L’ex ct del Giappone, Zaccheroni, racconta alla Gazzetta dello Sport degli aneddoti della sua carriera in Giappone.
“La prima parola che mi viene in mente dopo aver visto il Giappone in questo Mondiale è orgoglio. Sì, sono orgoglioso di averli allenati, questi ragazzi. E per allenati intendo proprio loro, quelli che hanno appena concluso l’avventura in Russia: a parte pochissimi elementi, li ho avuti tutti. Orgoglioso perché sono unici e la foto, che sta circolando sul web, del loro spogliatoio immacolato dopo l’eliminazione con il Belgio rende bene l’idea del mio orgoglio. Che non è solo calcistico. Ho letto molti commenti di stupore, ma chi sa come ragiona questo popolo di certo non si stupisce. Io infatti non lo faccio. Anzi, mi sarei meravigliato se non l’avessero fatto. Vi racconto che cosa succede in uno spogliatoio giapponese di calcio quando finisce una partita: il giocatore che si sfila per primo un indumento lo piega e lo sistema per terra, tutti quelli che vengono dopo utilizzano lo stesso metodo. In pratica si formano quattro pile di indumenti sporchi: maglietta, pantaloncini, calzettoni e canottiere tecniche. Questo succede perché il lavoro del magazziniere è visto col massimo rispetto e tenuto nella massima considerazione.

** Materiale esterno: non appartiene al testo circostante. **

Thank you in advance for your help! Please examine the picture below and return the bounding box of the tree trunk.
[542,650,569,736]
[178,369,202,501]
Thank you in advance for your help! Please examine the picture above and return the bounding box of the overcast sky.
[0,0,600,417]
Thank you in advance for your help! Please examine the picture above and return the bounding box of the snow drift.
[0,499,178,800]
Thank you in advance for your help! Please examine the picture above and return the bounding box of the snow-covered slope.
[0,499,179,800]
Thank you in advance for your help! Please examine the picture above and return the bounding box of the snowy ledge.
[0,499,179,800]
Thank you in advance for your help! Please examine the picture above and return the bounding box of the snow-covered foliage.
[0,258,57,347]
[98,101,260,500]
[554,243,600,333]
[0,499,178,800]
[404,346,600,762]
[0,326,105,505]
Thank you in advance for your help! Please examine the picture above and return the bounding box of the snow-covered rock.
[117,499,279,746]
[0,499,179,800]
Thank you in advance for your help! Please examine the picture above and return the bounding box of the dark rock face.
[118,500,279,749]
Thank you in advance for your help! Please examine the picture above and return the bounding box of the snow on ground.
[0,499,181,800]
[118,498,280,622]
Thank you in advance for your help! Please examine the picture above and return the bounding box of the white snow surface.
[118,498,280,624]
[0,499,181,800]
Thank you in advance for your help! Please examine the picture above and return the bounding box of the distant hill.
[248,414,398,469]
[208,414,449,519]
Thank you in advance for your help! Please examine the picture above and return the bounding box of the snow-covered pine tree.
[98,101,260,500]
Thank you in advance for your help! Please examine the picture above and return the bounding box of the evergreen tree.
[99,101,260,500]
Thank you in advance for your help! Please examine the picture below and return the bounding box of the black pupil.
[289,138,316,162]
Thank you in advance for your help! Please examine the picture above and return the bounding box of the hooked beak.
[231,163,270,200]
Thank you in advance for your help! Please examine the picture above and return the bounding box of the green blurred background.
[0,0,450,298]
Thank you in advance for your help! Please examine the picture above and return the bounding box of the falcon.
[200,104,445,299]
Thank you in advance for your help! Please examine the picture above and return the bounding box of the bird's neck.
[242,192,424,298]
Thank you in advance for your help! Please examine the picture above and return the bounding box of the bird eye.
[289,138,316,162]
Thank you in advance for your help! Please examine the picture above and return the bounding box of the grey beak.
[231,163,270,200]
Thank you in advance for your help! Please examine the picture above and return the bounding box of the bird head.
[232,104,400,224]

Sono cose che dal di fuori non si possono immaginare. Noi siamo abituati a lanciare tutto per terra, tanto c’è chi ci pensa. La loro è proprio una forma mentis, ma su tutto: i muratori arrivano al lavoro mezzora prima perché il capomastro gli fa eseguire esercizi di preparazione muscolare. Vivere là è come vivere in un fumetto. Tornando agli spogliatoi, posso raccontare un altro aneddoto. Alla fine del ritiro pre-Mondiale, quattro anni fa, erano in 24mila stipati in un palazzetto per salutarci prima della partenza per il Brasile. C’era una passerella che dagli spogliatoi portava al centro dell’impianto, i giocatori si cambiarono, posarono su un tavolo tutti i loro effetti personali fra orologi, catenine e portafogli, e uscirono uno alla volta. Io ero l’ultimo, mi ritrovai da solo nello spogliatoio e fra me e me pensavo: “E ora chi chiude qui?”. Nessuno, le chiavi non esistevano e a nessuno, a parte me, erano passati brutti pensieri per la testa nonostante ci fossero centinaia di persone a pochi metri dal nostro stanzone. Sono congetture e paure che a loro nemmeno vengono in mente. Ho girato parecchio l’Oriente, e posso dire con cognizione di causa che i giapponesi sono gli unici con queste qualità. Sono diversi da tutti gli altri asiatici.”